公告期間満了前の弁済の拒絶
『公告期間満了前の弁済の拒絶』とはどんなものか
遺産相続を行う際に、もっとも不安な要素となるのが債務の問題です。
相続によって得るのは利益だけではありません。時には被相続人の債務まで負わねばならない場合も出てきます。そんな時に、相続で得る財産よりも債務の方が大きい場合には、自分自身の財産でそれらの債務を返済しなければならないことになってしまいます。

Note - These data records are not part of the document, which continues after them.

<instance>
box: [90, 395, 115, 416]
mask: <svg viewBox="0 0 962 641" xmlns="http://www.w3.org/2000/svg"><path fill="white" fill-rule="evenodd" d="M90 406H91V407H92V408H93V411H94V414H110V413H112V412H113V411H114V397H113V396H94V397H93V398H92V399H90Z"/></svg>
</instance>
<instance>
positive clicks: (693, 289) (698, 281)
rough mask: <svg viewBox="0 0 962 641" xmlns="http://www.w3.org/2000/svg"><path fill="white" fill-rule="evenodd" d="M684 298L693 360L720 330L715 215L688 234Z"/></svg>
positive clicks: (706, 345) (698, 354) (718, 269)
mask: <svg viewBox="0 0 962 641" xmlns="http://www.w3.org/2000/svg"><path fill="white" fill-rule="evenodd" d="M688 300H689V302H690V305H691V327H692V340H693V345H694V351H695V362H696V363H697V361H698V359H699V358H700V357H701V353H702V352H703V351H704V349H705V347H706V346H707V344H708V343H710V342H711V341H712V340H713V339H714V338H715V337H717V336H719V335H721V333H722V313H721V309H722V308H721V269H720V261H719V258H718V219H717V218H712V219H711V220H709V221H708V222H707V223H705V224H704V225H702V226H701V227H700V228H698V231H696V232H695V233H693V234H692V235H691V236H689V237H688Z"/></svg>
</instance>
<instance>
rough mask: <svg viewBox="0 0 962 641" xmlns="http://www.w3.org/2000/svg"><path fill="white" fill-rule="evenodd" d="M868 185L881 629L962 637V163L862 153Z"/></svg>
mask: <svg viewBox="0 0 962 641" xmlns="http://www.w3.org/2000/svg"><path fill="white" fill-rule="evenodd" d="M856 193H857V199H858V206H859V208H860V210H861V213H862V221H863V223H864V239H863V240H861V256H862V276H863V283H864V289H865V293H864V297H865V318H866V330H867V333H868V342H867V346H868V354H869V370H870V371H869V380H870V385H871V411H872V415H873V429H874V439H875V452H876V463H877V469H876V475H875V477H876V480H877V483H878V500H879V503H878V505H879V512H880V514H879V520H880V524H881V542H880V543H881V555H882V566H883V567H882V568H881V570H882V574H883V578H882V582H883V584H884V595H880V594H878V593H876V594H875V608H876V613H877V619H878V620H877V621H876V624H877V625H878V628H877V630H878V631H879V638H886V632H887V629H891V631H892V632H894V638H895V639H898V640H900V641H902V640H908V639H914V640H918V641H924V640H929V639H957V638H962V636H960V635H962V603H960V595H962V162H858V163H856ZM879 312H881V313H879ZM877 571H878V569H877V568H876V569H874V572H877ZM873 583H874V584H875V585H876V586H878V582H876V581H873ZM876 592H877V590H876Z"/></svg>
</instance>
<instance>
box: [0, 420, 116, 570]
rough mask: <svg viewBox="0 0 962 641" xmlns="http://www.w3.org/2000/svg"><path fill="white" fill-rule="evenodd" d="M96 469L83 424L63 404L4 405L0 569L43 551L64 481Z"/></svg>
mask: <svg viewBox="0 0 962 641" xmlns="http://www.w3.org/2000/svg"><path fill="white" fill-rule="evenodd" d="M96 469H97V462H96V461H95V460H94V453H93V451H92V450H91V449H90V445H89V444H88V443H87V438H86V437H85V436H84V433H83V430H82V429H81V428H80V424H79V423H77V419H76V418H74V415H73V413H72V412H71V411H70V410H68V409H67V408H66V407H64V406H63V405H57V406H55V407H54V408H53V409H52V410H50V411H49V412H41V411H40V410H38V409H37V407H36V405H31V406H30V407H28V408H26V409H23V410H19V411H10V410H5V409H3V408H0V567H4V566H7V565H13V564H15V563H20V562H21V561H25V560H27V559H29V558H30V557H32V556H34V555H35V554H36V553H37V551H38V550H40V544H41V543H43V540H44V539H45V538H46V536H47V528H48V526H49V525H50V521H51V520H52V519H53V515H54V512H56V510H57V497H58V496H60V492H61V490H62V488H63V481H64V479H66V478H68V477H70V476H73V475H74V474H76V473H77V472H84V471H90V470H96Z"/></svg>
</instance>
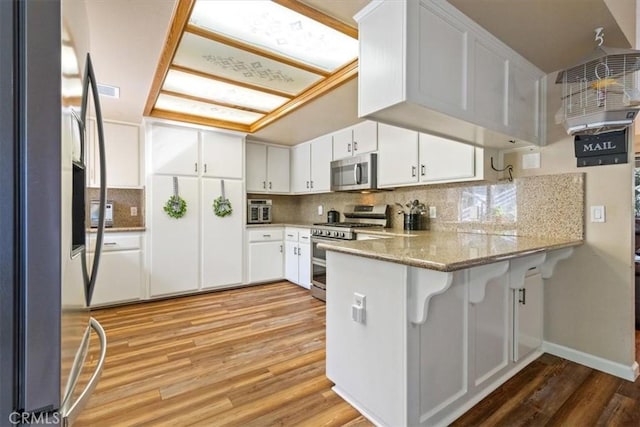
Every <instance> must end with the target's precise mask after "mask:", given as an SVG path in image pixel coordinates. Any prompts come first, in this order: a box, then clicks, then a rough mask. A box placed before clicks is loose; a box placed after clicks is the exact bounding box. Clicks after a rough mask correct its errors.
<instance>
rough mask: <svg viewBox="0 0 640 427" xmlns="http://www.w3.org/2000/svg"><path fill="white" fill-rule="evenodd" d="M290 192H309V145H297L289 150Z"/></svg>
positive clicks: (309, 176) (310, 166)
mask: <svg viewBox="0 0 640 427" xmlns="http://www.w3.org/2000/svg"><path fill="white" fill-rule="evenodd" d="M291 191H292V192H294V193H307V192H309V191H311V144H308V143H305V144H298V145H296V146H294V147H292V148H291Z"/></svg>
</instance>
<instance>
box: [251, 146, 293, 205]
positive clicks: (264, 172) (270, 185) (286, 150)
mask: <svg viewBox="0 0 640 427" xmlns="http://www.w3.org/2000/svg"><path fill="white" fill-rule="evenodd" d="M246 159H247V161H246V167H247V174H246V181H247V192H249V193H288V192H289V191H290V177H289V171H290V164H289V163H290V153H289V148H288V147H278V146H273V145H266V144H260V143H253V142H247V144H246Z"/></svg>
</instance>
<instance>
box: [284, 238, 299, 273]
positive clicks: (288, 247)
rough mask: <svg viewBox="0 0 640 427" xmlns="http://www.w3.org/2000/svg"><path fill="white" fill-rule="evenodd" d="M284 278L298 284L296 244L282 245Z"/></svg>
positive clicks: (296, 249)
mask: <svg viewBox="0 0 640 427" xmlns="http://www.w3.org/2000/svg"><path fill="white" fill-rule="evenodd" d="M284 278H285V279H287V280H288V281H290V282H293V283H296V284H297V283H298V242H294V241H286V242H285V243H284Z"/></svg>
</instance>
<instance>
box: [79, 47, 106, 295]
mask: <svg viewBox="0 0 640 427" xmlns="http://www.w3.org/2000/svg"><path fill="white" fill-rule="evenodd" d="M89 87H91V94H92V95H93V102H94V107H95V111H96V128H97V130H98V153H99V154H100V203H99V214H98V230H97V233H96V248H95V254H94V258H93V265H92V266H91V271H90V272H89V274H90V275H89V280H88V284H87V289H86V290H85V298H86V302H87V306H90V305H91V297H92V296H93V289H94V288H95V285H96V278H97V277H98V266H99V265H100V255H101V254H102V241H103V239H104V226H105V224H104V222H105V216H106V215H105V212H106V200H107V167H106V160H105V151H106V150H105V145H104V144H105V141H104V127H103V123H102V108H101V107H100V94H99V93H98V82H97V81H96V76H95V73H94V71H93V64H92V62H91V55H90V54H89V53H87V65H86V67H85V75H84V89H85V90H84V91H83V96H82V120H83V122H84V123H86V116H87V109H86V106H87V98H88V96H89V94H88V90H89Z"/></svg>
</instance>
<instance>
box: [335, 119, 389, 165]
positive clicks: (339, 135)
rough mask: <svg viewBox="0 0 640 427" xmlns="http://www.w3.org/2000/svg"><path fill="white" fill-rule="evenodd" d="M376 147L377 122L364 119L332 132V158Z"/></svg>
mask: <svg viewBox="0 0 640 427" xmlns="http://www.w3.org/2000/svg"><path fill="white" fill-rule="evenodd" d="M377 149H378V124H377V123H376V122H372V121H369V120H367V121H364V122H362V123H358V124H357V125H353V126H349V127H348V128H345V129H341V130H339V131H337V132H335V133H334V134H333V159H334V160H337V159H344V158H345V157H351V156H353V155H356V154H363V153H368V152H371V151H376V150H377Z"/></svg>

そして、債務の程度と財産の程度がどれくらいのものになるのかは、そう簡単に把握できるものとも限りません。不動産の時価を割り出さねばならない時もありますし、売却価格が決まるまでは債務の方が大きくなるかどうかが判別できなくなるという状況が発生します。
そんな状況で便利なのが限定承認という制度です。
限定承認をした場合、相続債務の弁済責任は、被相続人の財産の範囲内に限定されます。これならば相続した財産の中でのみ債務を弁済すればいいことになるので、被相続人の財産と債務の内訳が不明な場合にとても便利なものとなります。
限定承認をする場合には、いくつかの規則があります。
まずは限定承認の申請。そしてその申請が受理されてから五日以内に公告を行うことになります。
二か月以上の期間を取って公告を行い、被相続人の遺産に対する債権者や受遺者がいるならば、その債権額を申し出てくれるように請求することになります。それによって、遺産に対する債権者や受遺者が限定されるようになります。
しかし、公告期間が満了するまでは相続にまつわる債務の全体が見えないという状態になります。そういう期間であるにもかかわらず、既に名乗り出てきた債権者などに弁済を求められてしまうと、不安定な状況に追い込まれることになってしまいます。
そうしたことを避けるために、設けられているのが『公告期間満了前の弁済の拒絶』の制度です。この公告期間が満了する前ならば、相続債権者及び受遺者に対して弁済を拒むことができるという権利が認められているのです。